Geyer and Sung’s bernor package is probably the best available (=most accurate) R choice at the moment. However, it needs some hacking to make it run with modern R. I have built bernor v. 0.3-8 (see installation instructions above)

The following code is reproduced from Geyer’s example (this also demonstrates that Geyer’s package, while functional, does not package everything nicely for the user as we have come to expect)

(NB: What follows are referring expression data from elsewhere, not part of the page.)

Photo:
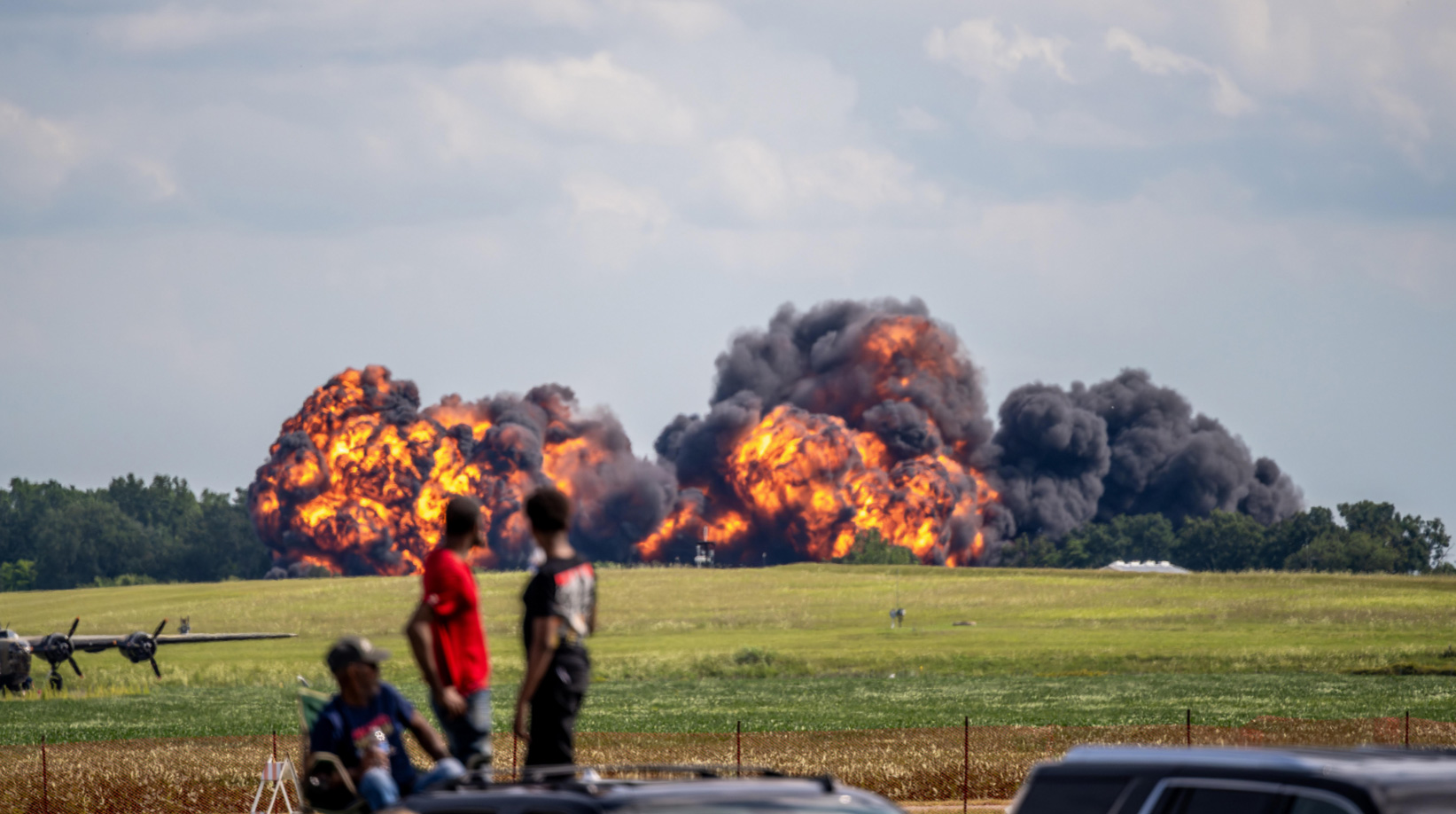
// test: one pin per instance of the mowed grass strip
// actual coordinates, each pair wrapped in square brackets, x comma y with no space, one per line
[804,646]
[810,621]
[774,705]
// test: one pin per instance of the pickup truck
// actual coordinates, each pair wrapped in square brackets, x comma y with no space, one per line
[1241,781]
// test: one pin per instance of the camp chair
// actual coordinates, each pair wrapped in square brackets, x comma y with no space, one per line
[310,705]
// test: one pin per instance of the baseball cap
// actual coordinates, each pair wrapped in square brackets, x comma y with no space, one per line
[354,648]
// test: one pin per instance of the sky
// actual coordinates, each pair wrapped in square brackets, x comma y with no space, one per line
[210,208]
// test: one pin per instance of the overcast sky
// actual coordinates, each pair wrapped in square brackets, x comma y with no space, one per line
[207,210]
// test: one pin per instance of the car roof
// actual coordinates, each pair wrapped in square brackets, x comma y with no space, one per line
[1379,764]
[615,793]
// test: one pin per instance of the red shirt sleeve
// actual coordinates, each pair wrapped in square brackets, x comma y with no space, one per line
[444,584]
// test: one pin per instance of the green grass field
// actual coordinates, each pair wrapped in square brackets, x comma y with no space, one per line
[806,646]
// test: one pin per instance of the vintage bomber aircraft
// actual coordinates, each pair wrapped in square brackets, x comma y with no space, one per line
[58,648]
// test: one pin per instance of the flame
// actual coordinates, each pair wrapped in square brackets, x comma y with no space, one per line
[815,481]
[360,478]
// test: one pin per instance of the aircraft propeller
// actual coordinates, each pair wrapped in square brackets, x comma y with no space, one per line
[58,650]
[142,646]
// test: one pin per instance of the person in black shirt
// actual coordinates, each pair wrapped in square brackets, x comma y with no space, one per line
[561,612]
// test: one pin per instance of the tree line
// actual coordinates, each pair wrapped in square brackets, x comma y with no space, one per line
[54,536]
[1374,537]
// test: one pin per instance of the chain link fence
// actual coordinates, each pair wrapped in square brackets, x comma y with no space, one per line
[923,764]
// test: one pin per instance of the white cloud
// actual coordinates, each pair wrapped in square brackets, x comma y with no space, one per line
[593,97]
[35,153]
[763,184]
[683,20]
[917,120]
[1223,95]
[615,222]
[980,50]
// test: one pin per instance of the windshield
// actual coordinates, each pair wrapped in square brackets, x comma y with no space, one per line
[829,804]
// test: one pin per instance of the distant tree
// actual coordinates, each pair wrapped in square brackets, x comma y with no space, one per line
[1419,545]
[1225,541]
[1345,551]
[92,537]
[16,575]
[220,542]
[1293,533]
[871,548]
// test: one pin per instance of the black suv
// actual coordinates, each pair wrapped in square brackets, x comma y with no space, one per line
[657,789]
[1243,781]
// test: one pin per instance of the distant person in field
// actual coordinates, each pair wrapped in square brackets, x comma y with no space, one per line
[448,641]
[364,727]
[561,612]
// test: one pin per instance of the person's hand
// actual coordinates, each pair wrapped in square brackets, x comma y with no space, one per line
[452,702]
[518,727]
[375,757]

set.seed(101)  ## initialize .Random.seed
objfun <- function(theta) {
   if (!is.numeric(theta))
   stop("objfun: theta not numeric")
   if (length(theta) != nparm)
      stop("objfun: theta wrong length")
   mu <- theta[seq(1, nfix)]
   sigma <- theta[-seq(1, nfix)]
   .Random.seed <<- .save.Random.seed
   bnlogl(y, mu, sigma, nmiss, x, z, i, moo)$value
}
objgrd <- function(theta) {
   if (!is.numeric(theta)) 
     stop("objfun: theta not numeric")
   if (length(theta) != nparm)
     stop("objfun: theta wrong length")
   mu <- theta[seq(1, nfix)]
   sigma <- theta[-seq(1, nfix)]
   .Random.seed <<- .save.Random.seed
  bnlogl(y, mu, sigma, nmiss, x, z, i, moo, deriv = 1)$gradient
}
## FIXME: should memoize!
library(bernor)
data(salam)
attach(salam)  ## would prefer not to do this ...
nparm <- ncol(x) + length(unique(i))
nfix <- ncol(x)
moo <- model("gaussian", length(i), 1)
.save.Random.seed <- .Random.seed
nobs <- ncol(y)
nmiss <- 100
theta.start <- rep(0, nparm)
names(theta.start) <- c(dimnames(x)[[2]], paste("sigma", c("f",
"m"), sep = "_"))
lower <- rep(0, nparm)
lower[1:ncol(x)] <- (-Inf)
trust <- 1
lowert <- pmax(lower, theta.start - trust)
uppert <- theta.start + trust
control <- list(fnscale = -10)
tout <- system.time(out <- optim(theta.start, objfun, objgrd,
method = "L-BFGS-B", lower = lowert, upper = uppert, control = control))
cat("elapsed time", tout[1], "seconds\n")

## elapsed time 0.2 seconds

Retry with larger trust region (slow)

nmiss <- 10000
theta.start <- out$par
lowert <- pmax(lower, theta.start - trust)
uppert <- theta.start + trust
control <- list(fnscale = signif(out$value, 1))

tout <- system.time(out <- optim(theta.start, objfun, objgrd,
  method = "L-BFGS-B", lower = lowert, upper = uppert, control = control))
cat("elapsed time", tout[1], "seconds\n")

## elapsed time 33.59 seconds

Read the linked example by Geyer for more details: they go on to try nmiss=1e7 (number of samples of “missing data” [=latent variables]?, which they say is very slow, but they also say their results match Booth and Hobert (1999) , and an independent MCMC estimate, to 3 significant digits).

hglm

hglm_fit_0 <- hglm2(meanmodel = mating ~ 0 + fpop:mpop  + 
                       (1 | as.numeric(fnum)) + (1 | as.numeric(mnum)), 
                    family = binomial(), data = sdat,
                    conv = 1e-08, maxit = 40)

The example from the hglm vignette:

data(salamander)
hglm.salam <- hglm2(meanmodel = Mate ~ TypeF + TypeM + TypeF*TypeM + (1 | Female) + (1 | Male), family = binomial(), data = salamander,conv = 1e-08, maxit = 40)

Note hglm has a different version of the salamander data set – 360 rather than 120 values … (‘summer’ data set is what we’ve entered above, I think, this is both summer and fall … …) (Even for the data as included with hglm I don’t seem to be getting exactly the same structure as in the hglm vignette … ???)

To do/Other possibilities

get crossed GHQ to work in lme4 … ??? Laplace diagnostics ???
SAS, AS-REML
INLA?
WinBUGS/JAGS/Stan? McElreath’s RStan package?
print package numbers etc.
pictures of estimates, timings, confidence intervals …

References

Booth, James G., and James P. Hobert. 1999. “Maximizing Generalized Linear Mixed Model Likelihoods with an Automated Monte Carlo EM Algorithm.” Journal of the Royal Statistical Society. Series B 61 (1): 265–85. doi:10.1111/1467-9868.00176.

McCullagh, P., and J. A. Nelder. 1989. Generalized Linear Models. London: Chapman; Hall.

Sung, Yun Ju, and Charles J. Geyer. 2007. “Monte Carlo Likelihood Inference for Missing Data Models.” The Annals of Statistics 35 (3): 990–1011. doi:10.1214/009053606000001389.